Professor Eric Tsui, Associate Director, Knowledge Management
Research Centre at Hong Kong Polytechnic University, said that it was
easy getting academics to adopt video conferencing as a blended
learning option.
“The biggest hurdle is getting it started. Firstly, one type of
blended learning is collaborative learning – whereby we have video
conferencing, video lectures and so forth. I find it very easy to get
academics to adopt this – if I’ve proposed an overseas speaker to
deliver an overseas case study – I find the students are not located in
one particular location, so we need to bring courses to them.”
The take-up of new technology among university staff was more of a generational reality, rather than a problem, he said.
“The environment itself doesn’t lend itself to a blending learning culture.
“One of the factors is the demography of
the academic staff in the departments, and we are finding that those who
are generation Y and Z tend to be more reactive and responsive to
blended learning.”
Vice Provost, (Teaching and Learning), University of Nottingham,
Malaysia, Professor Stephen Doughty stressed that it was important to
get the technology right at an institutional level.
“Sometimes we can forget that and focus on how to get the technology
to work, rather than how to get the most out of it,” he said.

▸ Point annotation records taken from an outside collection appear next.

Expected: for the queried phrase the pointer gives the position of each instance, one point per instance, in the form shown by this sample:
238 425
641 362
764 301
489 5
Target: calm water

“It’s not just about ‘this is how you switch it on, this is how you
operate it, this is how you switch it off again’, it’s about how you
utilise this in teaching and how you use this to aid the student’s
learning experience.
But he added: “Staff attitude isn’t always to do with the staff, the
staff could have wanted to engage, but if at an institutional level you
get it wrong, you face an uphill battle to get them back on board.